Import movements in February and March naturally vary from year to year based on the Lunar New Year celebrations when factories in Asia close for a week or two. The holiday this year falls on Feb. 5. However, retailers’ importing strategy is marked by uncertainty because of Trump administration tariffs affecting more than $200 million of imports from China. The 10 percent tariffs last autumn resulted in an early peak season for the holidays, with imports surging in July. The administration’s threat to raise the tariffs to 25 percent on Jan. 1 produced a front-loading of spring merchandise, but the agreement to postpone the tariffs until March 1 relieved some pressure on retailers to continue the front-loading. Negotiations between the United States and China are under way this week.

“There have been record high levels of imports over the past several months, primarily due to raised inventories ahead of expected tariff increases,” said Ben Hackett, founder of Hackett Associates.
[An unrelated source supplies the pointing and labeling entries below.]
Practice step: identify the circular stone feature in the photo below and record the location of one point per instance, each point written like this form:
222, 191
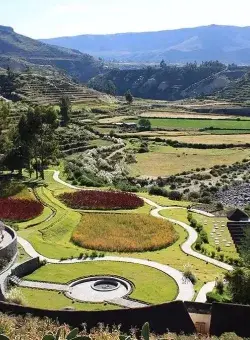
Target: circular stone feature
99, 289
106, 285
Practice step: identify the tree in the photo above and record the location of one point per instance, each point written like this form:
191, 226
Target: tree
144, 124
4, 123
163, 64
245, 248
65, 110
35, 139
111, 88
129, 98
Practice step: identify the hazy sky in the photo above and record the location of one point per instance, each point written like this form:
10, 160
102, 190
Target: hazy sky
51, 18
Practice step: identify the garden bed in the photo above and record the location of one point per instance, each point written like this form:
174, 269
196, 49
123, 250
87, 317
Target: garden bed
123, 233
101, 200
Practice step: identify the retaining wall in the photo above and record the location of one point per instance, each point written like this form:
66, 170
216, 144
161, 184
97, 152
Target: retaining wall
26, 268
11, 249
171, 316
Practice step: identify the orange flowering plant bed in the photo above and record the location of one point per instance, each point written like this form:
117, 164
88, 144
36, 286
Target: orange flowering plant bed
123, 232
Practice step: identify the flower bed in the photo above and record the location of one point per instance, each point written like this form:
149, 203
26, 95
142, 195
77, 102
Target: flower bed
102, 200
19, 209
123, 232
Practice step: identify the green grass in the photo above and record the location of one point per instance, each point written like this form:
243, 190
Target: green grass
194, 124
151, 285
52, 300
166, 160
164, 201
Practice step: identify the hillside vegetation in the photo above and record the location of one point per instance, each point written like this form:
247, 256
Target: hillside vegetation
18, 52
228, 44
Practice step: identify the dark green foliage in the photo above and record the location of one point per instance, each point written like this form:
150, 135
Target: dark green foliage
128, 96
144, 124
158, 191
65, 110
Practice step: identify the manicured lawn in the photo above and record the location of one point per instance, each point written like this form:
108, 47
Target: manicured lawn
54, 300
151, 285
123, 232
166, 160
164, 201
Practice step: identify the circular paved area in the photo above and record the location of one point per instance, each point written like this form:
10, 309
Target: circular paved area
87, 289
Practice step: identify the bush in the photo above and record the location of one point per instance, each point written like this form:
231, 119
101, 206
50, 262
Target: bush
175, 195
190, 276
158, 191
220, 287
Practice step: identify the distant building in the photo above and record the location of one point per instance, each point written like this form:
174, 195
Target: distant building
238, 222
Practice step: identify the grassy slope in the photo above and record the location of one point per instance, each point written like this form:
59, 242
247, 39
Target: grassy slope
171, 161
151, 285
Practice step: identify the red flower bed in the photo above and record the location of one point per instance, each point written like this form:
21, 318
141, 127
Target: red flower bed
19, 209
103, 200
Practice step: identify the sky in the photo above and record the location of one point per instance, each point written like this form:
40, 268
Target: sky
56, 18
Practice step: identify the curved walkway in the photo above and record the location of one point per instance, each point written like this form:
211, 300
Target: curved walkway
186, 289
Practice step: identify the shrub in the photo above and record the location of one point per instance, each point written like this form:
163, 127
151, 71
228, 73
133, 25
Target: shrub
189, 275
220, 286
103, 200
15, 296
19, 209
175, 195
158, 191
The melding of peak-season imports with spring merchandise has resulted in elevated spot rates in the eastbound Pacific since summer. The Freightos Baltic Index published on Tuesday stated that the spot rate from China to the West Coast jumped 16 percent this week to $2,003 per FEU, and the East Coast rate increased 13 percent to $3,137 per FEU. The spot rates could increase further in the coming weeks if negotiators are not able to end the trade war soon.”If the tariffs go back on, prices will go up again,” Freightos stated. The West Coast spot rates this week are 37 percent higher than in Week Two of 2018, and the East Coast rate is up 32 percent.